Selain berada di kehidupan sehari-hari seperti lapar dan tidur, saya juga percaya bahwa siklus itu ada dalam perjalanan cinta setiap manusia. Mulai dari masih sendiri, kemudian mengenal seseorang, melakukan PDKT, setelah itu pacaran, kadang ada pertengkaran, selanjutnya mungkin jenuh dengan rutinitas hubungan, dan pada akhirnya harus berakhir dan sendiri lagi.
Yap, suka tidak suka itulah siklus percintaan yang tanpa kita sadari.
Sama seperti yang saya alami saat ini. Setelah dua tahun lalu hubungan berakhir, maka selama dua tahun pula saya menjalani masa-masa sendiri. Dalam masa sendiri tentu ada suka dan duka.
Sukanya, nggak seberapa.
Dukanya, tak terkira.
Pahit banget.
Apalagi kalo mengisi formulir biodata, terutama pada kolom “STATUS”. Itu yang paling bikin dilema. Pertanyaannya cuma satu kata : STATUS. Tapi nyari jawaban pas itu yang bikin dilema. Mau nulis JOMBLO kok hina banget. Mau nulis SINGLE sejatinya sama saja. Setelah merenung sekian lama dengan mantap saya mengisi kolom STATUS : BELUM TERAKREDITASI. Karena untuk saat ini hati saya belum mendapat akreditasi dari cewek manapun.
Rasanya pedih. Sakitnya tuh disini *sambil nunjuk dada*
Tapi masa-masa itu sudah berlalu, dan siklus percintaan saya kini sudah memasuki fase baru. Pedekate.
Ketika masuk fase pedekate seperti sekarang ini, ada banyak hal yang berubah dari kebiasaan yang saya lakukan. Misalnya dalam hal menelpon cewek, dulu ketika saya bilang,
“Hallo..”
Maka dengan tegas, cewek diujung telepon menjawab,
“MAAF, SISA PULSA ANDA TIDAK CUKUP UNTUK MELAKUKAN PANGGILAN INI. SILAKAN LAKUKAN PENGISIAN PULSA..BLA..BLA..BLA..”
Rasanya pedih. Sakitnya tuh disini *sambil nunjuk dompet*
Tapi sekarang beda. Ketika saya menelepon cewek dan berkata,
“Hallo..”
Maka cewek di ujung telepon menjawab,
“Hallo.. Hei, kamu lagi ngapain?”
“Kan lagi nelpon kamu.”
“Hahaha.. Iya tau.”
Dari pertanyaan sederhana “Kamu lagi ngapain?”, bisa jadi obrolan yang panjang. Yang awalnya cuma sepuluh menit, kini menjadi satu jam. Dari yang satu jam, pada akhirnya akan berjam-jam. Yang tadinya ngobrol panjang, kini menjadi panjang x lebar x tinggi. Tapi itu semua terasa sebentar. Iya, masih terasa sebentar.

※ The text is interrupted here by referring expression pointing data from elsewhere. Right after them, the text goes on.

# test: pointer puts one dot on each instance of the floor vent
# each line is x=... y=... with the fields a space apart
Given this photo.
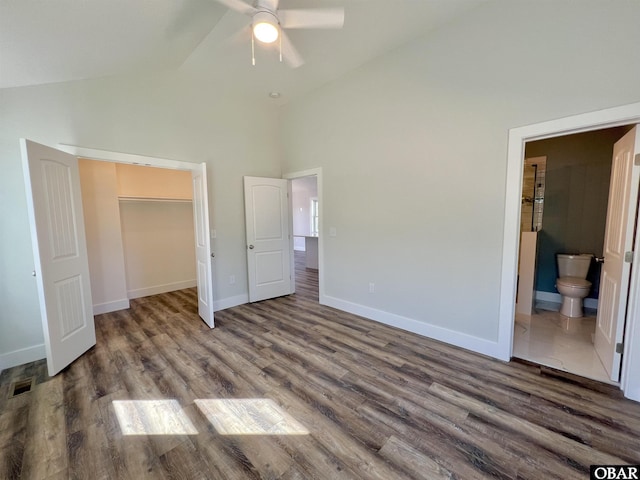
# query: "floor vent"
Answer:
x=21 y=386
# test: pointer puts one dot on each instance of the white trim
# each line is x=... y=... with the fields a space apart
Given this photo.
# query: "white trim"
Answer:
x=557 y=298
x=107 y=307
x=317 y=172
x=624 y=115
x=117 y=157
x=22 y=356
x=164 y=288
x=230 y=302
x=475 y=344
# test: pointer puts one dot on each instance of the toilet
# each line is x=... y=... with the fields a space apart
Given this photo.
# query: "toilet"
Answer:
x=572 y=283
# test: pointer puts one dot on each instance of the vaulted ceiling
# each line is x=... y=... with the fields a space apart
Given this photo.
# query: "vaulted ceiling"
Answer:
x=63 y=40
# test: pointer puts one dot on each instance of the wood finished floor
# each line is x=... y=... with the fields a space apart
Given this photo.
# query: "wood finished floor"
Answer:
x=377 y=402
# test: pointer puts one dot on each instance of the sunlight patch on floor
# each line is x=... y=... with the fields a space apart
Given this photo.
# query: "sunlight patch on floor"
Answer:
x=152 y=417
x=249 y=416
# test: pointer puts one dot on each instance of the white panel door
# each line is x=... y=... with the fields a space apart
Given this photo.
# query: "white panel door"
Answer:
x=60 y=252
x=203 y=245
x=269 y=246
x=619 y=233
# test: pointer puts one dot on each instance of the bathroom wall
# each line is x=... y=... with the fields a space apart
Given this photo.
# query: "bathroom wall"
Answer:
x=576 y=195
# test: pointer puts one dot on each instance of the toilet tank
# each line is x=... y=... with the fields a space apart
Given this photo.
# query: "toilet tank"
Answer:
x=574 y=265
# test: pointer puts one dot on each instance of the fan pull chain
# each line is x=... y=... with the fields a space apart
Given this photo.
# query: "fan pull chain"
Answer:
x=253 y=51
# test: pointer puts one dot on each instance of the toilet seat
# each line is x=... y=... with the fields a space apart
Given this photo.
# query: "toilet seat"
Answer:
x=574 y=282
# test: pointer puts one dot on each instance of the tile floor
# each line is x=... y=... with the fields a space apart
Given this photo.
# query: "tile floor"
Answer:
x=551 y=339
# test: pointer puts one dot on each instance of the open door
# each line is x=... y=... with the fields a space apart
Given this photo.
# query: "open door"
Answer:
x=56 y=220
x=618 y=240
x=203 y=245
x=269 y=247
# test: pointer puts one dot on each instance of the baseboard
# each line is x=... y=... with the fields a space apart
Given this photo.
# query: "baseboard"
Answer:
x=462 y=340
x=557 y=298
x=157 y=289
x=111 y=306
x=22 y=356
x=230 y=302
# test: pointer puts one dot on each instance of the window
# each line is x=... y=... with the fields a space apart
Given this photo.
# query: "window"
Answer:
x=314 y=216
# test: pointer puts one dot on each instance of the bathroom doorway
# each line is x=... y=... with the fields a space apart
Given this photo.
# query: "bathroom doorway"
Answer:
x=575 y=191
x=306 y=226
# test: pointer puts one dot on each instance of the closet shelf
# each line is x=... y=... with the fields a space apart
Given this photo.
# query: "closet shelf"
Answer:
x=153 y=199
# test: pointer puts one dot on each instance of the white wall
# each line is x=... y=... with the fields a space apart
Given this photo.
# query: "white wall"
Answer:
x=166 y=115
x=159 y=246
x=413 y=151
x=303 y=189
x=104 y=239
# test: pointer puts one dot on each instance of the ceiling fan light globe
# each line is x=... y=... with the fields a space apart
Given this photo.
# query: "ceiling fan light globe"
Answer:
x=265 y=32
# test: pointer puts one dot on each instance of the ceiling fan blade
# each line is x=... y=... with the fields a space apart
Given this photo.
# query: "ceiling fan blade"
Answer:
x=289 y=52
x=238 y=6
x=312 y=18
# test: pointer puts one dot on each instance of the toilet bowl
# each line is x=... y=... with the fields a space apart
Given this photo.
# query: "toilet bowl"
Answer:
x=572 y=283
x=573 y=291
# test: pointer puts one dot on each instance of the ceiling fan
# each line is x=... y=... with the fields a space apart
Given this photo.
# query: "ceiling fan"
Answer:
x=268 y=22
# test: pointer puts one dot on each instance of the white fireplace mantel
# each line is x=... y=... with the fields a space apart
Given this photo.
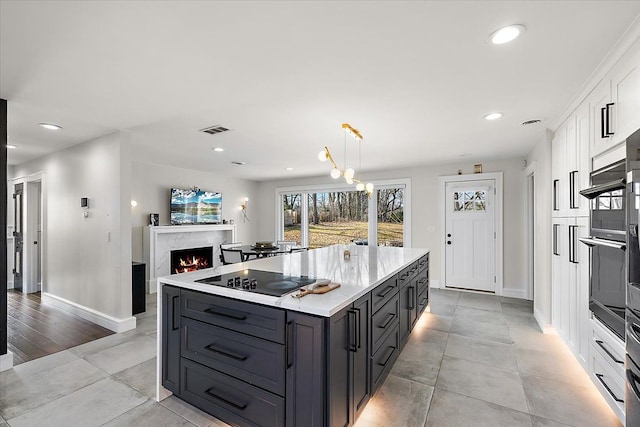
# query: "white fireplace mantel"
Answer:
x=159 y=241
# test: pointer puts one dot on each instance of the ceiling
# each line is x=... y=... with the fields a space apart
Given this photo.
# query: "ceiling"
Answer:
x=415 y=78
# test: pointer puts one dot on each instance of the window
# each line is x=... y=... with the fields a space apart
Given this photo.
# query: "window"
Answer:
x=390 y=213
x=327 y=215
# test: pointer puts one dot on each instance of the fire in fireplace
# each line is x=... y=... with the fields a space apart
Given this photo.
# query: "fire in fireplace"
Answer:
x=186 y=260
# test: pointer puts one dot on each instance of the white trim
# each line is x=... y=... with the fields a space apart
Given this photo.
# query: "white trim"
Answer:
x=498 y=177
x=531 y=241
x=97 y=317
x=6 y=361
x=315 y=188
x=515 y=293
x=546 y=329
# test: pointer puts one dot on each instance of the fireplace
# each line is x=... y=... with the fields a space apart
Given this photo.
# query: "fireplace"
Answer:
x=185 y=260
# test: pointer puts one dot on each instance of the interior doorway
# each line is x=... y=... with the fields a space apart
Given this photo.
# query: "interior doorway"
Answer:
x=472 y=232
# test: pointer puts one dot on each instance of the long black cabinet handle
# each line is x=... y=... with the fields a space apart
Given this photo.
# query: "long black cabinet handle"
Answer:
x=351 y=331
x=226 y=353
x=358 y=327
x=225 y=314
x=388 y=322
x=386 y=291
x=611 y=355
x=607 y=106
x=175 y=317
x=239 y=406
x=386 y=360
x=289 y=343
x=604 y=384
x=633 y=381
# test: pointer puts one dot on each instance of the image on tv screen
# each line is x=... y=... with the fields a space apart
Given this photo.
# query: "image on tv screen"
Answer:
x=195 y=207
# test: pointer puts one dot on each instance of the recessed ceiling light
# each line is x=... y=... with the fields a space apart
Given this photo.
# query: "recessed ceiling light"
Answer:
x=493 y=116
x=506 y=34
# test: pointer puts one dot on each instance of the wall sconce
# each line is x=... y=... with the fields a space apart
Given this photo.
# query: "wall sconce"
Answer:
x=243 y=208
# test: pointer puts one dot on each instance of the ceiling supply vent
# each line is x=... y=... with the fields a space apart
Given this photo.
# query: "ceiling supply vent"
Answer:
x=212 y=130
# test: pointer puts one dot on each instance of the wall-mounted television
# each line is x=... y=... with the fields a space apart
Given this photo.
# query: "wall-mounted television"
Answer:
x=190 y=206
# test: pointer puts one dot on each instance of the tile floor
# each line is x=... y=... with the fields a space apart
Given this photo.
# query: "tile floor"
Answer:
x=474 y=360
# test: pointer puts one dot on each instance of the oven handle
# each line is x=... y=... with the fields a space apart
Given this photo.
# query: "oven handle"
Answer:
x=590 y=241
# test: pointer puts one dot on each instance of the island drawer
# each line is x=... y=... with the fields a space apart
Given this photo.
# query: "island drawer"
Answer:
x=407 y=274
x=423 y=262
x=383 y=293
x=230 y=399
x=383 y=359
x=384 y=321
x=253 y=319
x=423 y=299
x=250 y=359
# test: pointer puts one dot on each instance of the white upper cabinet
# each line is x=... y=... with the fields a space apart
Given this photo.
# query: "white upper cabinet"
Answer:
x=615 y=103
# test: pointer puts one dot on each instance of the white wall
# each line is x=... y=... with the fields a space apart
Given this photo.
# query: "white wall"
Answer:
x=87 y=261
x=541 y=155
x=426 y=211
x=151 y=188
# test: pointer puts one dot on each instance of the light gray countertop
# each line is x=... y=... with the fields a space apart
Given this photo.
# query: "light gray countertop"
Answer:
x=367 y=267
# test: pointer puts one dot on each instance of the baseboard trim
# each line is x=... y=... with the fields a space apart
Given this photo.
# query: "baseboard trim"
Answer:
x=6 y=361
x=546 y=329
x=514 y=293
x=97 y=317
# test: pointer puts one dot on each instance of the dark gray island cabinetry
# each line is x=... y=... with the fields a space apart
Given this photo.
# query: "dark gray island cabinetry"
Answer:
x=251 y=364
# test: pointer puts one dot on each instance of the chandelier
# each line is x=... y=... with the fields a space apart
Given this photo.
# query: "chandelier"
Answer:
x=347 y=173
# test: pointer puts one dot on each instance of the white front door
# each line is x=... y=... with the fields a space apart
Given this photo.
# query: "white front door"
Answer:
x=470 y=249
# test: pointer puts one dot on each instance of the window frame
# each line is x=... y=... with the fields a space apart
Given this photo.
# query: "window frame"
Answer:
x=305 y=190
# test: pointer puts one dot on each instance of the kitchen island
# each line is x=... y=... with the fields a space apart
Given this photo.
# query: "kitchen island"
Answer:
x=254 y=359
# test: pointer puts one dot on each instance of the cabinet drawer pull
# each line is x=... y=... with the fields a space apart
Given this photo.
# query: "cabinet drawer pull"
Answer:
x=389 y=320
x=386 y=291
x=611 y=355
x=239 y=406
x=633 y=381
x=175 y=321
x=225 y=314
x=604 y=384
x=386 y=360
x=228 y=354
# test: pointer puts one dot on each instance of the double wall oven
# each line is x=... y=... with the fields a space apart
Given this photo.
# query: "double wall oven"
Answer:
x=608 y=245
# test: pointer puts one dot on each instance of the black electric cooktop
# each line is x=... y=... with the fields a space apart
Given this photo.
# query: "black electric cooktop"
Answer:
x=259 y=281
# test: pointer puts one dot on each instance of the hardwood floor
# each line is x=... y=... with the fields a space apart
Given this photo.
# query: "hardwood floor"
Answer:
x=36 y=330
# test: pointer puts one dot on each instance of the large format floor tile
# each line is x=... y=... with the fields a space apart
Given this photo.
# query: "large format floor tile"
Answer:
x=399 y=402
x=482 y=382
x=567 y=403
x=452 y=409
x=93 y=405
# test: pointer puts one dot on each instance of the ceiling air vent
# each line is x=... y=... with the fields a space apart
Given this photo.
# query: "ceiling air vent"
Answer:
x=212 y=130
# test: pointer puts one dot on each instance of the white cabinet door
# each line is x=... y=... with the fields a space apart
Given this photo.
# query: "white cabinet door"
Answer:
x=625 y=93
x=582 y=287
x=560 y=275
x=583 y=159
x=598 y=100
x=559 y=177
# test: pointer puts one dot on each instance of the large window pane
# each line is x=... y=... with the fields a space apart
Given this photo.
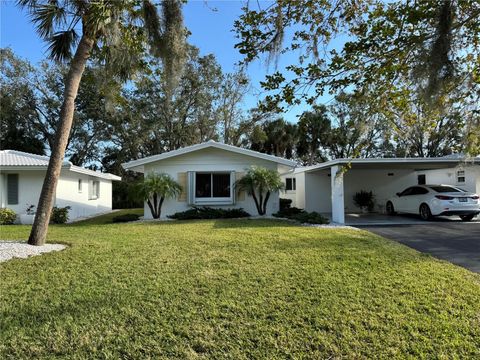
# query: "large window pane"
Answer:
x=203 y=186
x=221 y=185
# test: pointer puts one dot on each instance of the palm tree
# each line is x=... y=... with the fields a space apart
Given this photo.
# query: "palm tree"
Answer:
x=260 y=182
x=115 y=32
x=155 y=188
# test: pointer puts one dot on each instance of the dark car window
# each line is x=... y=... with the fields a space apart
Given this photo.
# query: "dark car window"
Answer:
x=417 y=190
x=407 y=191
x=443 y=188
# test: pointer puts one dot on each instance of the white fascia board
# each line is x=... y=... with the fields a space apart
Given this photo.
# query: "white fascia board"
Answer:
x=131 y=165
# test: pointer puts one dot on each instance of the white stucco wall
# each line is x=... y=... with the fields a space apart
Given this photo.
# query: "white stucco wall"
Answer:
x=317 y=185
x=210 y=159
x=449 y=177
x=30 y=185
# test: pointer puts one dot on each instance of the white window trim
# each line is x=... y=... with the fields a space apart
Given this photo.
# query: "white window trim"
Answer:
x=214 y=201
x=463 y=175
x=294 y=185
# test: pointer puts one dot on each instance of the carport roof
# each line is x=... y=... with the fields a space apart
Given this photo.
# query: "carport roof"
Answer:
x=406 y=163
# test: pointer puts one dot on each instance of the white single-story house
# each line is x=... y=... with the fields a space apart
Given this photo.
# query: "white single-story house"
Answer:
x=329 y=187
x=207 y=173
x=87 y=192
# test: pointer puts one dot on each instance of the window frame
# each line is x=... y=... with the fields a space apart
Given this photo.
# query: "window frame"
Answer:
x=94 y=191
x=293 y=183
x=213 y=200
x=17 y=177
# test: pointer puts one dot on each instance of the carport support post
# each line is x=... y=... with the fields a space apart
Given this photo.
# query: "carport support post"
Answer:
x=338 y=206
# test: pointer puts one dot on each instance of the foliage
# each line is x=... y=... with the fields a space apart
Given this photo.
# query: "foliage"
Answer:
x=373 y=48
x=155 y=188
x=285 y=203
x=364 y=200
x=117 y=286
x=7 y=216
x=209 y=213
x=302 y=216
x=125 y=218
x=260 y=182
x=59 y=215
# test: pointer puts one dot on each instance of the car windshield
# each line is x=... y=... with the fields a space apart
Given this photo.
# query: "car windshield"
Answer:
x=442 y=188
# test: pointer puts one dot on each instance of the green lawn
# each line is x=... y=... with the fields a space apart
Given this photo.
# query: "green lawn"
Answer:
x=236 y=289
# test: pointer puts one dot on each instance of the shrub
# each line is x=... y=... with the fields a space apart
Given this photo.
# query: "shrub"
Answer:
x=302 y=216
x=126 y=218
x=285 y=204
x=7 y=216
x=59 y=215
x=364 y=200
x=209 y=213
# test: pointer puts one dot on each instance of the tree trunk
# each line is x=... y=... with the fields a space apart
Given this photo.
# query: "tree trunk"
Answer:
x=72 y=83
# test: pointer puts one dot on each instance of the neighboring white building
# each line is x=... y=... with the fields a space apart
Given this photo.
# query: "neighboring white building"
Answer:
x=87 y=192
x=207 y=172
x=327 y=188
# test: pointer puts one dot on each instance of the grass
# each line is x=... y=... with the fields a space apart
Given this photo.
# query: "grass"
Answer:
x=237 y=289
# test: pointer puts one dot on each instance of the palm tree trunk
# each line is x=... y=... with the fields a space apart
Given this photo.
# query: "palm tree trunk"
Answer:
x=72 y=83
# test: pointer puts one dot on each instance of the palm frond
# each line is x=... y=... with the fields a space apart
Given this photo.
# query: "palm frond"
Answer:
x=61 y=43
x=46 y=17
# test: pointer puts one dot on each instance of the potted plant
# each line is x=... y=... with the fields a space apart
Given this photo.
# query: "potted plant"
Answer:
x=29 y=216
x=364 y=200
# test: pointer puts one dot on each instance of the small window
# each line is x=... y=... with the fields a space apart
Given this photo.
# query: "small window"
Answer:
x=290 y=184
x=94 y=190
x=421 y=179
x=12 y=189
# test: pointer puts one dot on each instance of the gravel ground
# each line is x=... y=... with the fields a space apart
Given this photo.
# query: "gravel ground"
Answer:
x=12 y=249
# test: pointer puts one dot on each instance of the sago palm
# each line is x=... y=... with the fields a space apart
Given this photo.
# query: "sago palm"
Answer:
x=154 y=189
x=115 y=32
x=260 y=182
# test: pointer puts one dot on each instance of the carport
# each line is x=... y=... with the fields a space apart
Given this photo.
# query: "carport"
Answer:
x=329 y=187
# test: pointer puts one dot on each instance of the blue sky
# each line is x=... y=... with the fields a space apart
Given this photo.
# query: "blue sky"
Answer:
x=210 y=22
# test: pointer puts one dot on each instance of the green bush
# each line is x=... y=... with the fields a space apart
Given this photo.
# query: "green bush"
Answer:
x=7 y=216
x=59 y=215
x=125 y=218
x=302 y=216
x=209 y=213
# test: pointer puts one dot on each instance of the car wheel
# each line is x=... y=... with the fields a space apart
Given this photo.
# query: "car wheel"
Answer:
x=425 y=212
x=389 y=208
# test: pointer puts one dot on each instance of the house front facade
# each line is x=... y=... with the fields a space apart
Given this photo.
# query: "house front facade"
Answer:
x=87 y=192
x=207 y=173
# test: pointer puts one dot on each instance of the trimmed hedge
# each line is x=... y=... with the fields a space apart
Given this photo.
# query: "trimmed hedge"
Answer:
x=302 y=216
x=209 y=213
x=125 y=218
x=7 y=216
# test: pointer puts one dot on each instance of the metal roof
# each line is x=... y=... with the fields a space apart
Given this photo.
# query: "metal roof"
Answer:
x=137 y=165
x=14 y=159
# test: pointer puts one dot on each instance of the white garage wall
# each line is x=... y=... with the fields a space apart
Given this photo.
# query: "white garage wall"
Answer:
x=30 y=185
x=209 y=159
x=82 y=206
x=449 y=177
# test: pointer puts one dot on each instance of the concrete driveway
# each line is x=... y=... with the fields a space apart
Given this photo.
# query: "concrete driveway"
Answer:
x=456 y=242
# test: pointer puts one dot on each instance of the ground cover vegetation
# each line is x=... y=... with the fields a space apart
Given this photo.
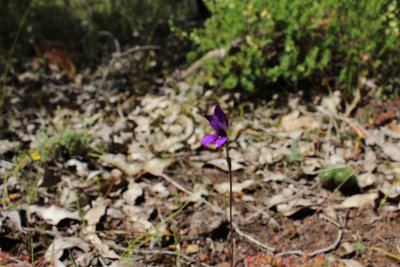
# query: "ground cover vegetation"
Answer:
x=108 y=156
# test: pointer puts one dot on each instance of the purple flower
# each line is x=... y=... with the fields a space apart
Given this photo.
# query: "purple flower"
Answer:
x=219 y=122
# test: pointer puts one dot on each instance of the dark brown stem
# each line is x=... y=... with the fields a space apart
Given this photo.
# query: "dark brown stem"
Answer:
x=229 y=161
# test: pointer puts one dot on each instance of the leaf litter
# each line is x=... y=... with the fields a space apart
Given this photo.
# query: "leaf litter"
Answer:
x=123 y=166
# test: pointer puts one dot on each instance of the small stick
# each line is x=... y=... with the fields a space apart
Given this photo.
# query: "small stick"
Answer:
x=229 y=161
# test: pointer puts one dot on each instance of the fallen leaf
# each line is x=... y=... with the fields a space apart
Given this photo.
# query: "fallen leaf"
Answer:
x=6 y=146
x=119 y=161
x=223 y=188
x=160 y=190
x=366 y=179
x=351 y=263
x=81 y=167
x=14 y=217
x=223 y=165
x=59 y=244
x=134 y=191
x=358 y=201
x=293 y=122
x=392 y=151
x=53 y=214
x=92 y=217
x=156 y=166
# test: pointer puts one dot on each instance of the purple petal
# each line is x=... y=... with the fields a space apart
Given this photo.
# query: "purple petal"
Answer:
x=209 y=139
x=220 y=141
x=218 y=120
x=221 y=117
x=213 y=120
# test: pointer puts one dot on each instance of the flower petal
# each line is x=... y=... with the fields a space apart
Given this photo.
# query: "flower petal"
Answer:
x=209 y=139
x=220 y=141
x=213 y=120
x=221 y=117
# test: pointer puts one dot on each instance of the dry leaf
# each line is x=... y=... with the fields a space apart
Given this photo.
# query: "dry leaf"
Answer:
x=119 y=161
x=81 y=167
x=59 y=244
x=392 y=151
x=134 y=191
x=53 y=214
x=351 y=263
x=156 y=166
x=366 y=179
x=223 y=165
x=92 y=217
x=358 y=201
x=223 y=188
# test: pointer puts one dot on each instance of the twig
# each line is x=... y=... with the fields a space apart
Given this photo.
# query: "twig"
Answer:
x=330 y=247
x=172 y=253
x=229 y=161
x=318 y=251
x=252 y=239
x=219 y=210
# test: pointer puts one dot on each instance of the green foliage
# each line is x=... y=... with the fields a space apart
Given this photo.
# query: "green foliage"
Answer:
x=338 y=177
x=299 y=40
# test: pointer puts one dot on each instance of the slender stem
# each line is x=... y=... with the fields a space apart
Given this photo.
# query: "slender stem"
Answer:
x=229 y=161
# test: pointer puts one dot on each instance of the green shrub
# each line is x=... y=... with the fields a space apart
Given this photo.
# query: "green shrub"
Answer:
x=299 y=40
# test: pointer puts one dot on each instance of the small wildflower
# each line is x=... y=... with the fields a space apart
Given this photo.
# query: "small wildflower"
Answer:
x=219 y=122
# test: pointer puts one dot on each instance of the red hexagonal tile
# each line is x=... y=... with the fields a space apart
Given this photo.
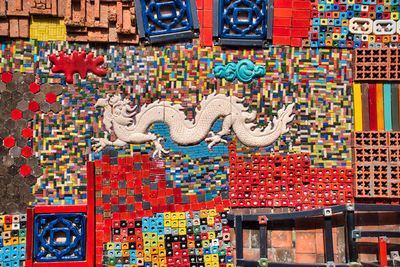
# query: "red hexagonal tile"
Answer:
x=33 y=106
x=6 y=77
x=26 y=151
x=16 y=114
x=34 y=87
x=25 y=170
x=51 y=97
x=27 y=133
x=9 y=142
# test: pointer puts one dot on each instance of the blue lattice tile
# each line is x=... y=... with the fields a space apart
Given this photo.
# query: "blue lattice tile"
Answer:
x=242 y=22
x=59 y=237
x=164 y=21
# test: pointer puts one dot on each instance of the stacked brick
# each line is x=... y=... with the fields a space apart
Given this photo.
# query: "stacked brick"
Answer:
x=54 y=8
x=205 y=14
x=101 y=21
x=199 y=238
x=14 y=18
x=86 y=21
x=291 y=22
x=376 y=157
x=12 y=240
x=286 y=181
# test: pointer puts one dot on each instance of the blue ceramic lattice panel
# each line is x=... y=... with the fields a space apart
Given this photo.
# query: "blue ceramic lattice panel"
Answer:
x=166 y=20
x=245 y=21
x=59 y=237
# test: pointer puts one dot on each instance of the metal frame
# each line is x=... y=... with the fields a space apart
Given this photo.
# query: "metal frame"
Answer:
x=348 y=210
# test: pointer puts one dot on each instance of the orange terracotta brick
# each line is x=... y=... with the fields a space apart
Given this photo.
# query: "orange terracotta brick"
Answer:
x=281 y=40
x=282 y=239
x=305 y=242
x=370 y=257
x=282 y=13
x=306 y=258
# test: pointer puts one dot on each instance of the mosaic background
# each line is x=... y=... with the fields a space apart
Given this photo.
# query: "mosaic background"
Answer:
x=319 y=84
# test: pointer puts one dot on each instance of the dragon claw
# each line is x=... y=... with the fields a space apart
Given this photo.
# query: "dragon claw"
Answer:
x=214 y=139
x=158 y=148
x=99 y=143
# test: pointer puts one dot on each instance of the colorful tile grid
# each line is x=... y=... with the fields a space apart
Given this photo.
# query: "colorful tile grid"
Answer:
x=18 y=55
x=137 y=187
x=205 y=15
x=184 y=74
x=291 y=22
x=376 y=64
x=376 y=165
x=286 y=181
x=12 y=240
x=198 y=238
x=21 y=99
x=376 y=107
x=332 y=23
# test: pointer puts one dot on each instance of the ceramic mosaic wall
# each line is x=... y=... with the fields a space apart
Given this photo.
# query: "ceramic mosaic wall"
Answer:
x=129 y=135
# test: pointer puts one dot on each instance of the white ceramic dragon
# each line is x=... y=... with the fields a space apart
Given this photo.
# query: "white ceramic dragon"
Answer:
x=131 y=127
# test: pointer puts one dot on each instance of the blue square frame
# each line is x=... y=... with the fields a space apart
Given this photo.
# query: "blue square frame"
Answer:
x=45 y=225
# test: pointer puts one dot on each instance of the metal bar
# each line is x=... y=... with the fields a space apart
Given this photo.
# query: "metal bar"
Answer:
x=289 y=216
x=382 y=251
x=372 y=233
x=328 y=239
x=263 y=241
x=239 y=237
x=270 y=19
x=351 y=247
x=248 y=263
x=316 y=212
x=376 y=207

Jatuh cinta memang bikin aneh. Tapi nagih.
Dan.. cewek itu bernama Fika. Teman satu kampus tapi beda jurusan, beda fakultas juga beda jenis kelamin. Sebenarnya Fika adalah teman sekolah saya di SMA. Selama 3 tahun disekolah, tak sekalipun saya pernah berbicara dengannya. Sederhana, dari dulu kelas kita selalu berjauhan. Makanya saya juga tau cuma dari kejauhan.
Tapi bukan Tuhan namanya kalo tidak bisa membuat yang tadinya jauh menjadi dekat. Saat itu saya berada di stasiun, rencana liburan pulang ke rumah setelah bergelut dengan seabrek kegiatan kampus. Di stasiun itu juga, untuk pertama kali setelah lulus sekolah saya melihat Fika kembali, dan masih dari tetap dari kejauhan.
Iya, dari kejauhan.
Naluri saya mulai aktif kembali setelah sekian lama berusaha menyembuhkan diri. Dari sana saya mulai berani menyapa dan berusaha untuk bisa lebih dekat. Meskipun cuma sedikit kata. Tapi saya senang, setidaknya kini naluri saya mulai bermain.
Naluri seorang lelaki.
Sampai suatu hari saya beranikan diri untuk mengajak jalan Fika. Rasanya sudah terlalu sering ngobrol panjang lebar di telepon, saya pengen ngobrol dan bertemu langsung. Rasanya pasti beda. Ya, niatnya kencan pertama, tapi alasannya jalan-jalan. Ya pokoknya begitulah.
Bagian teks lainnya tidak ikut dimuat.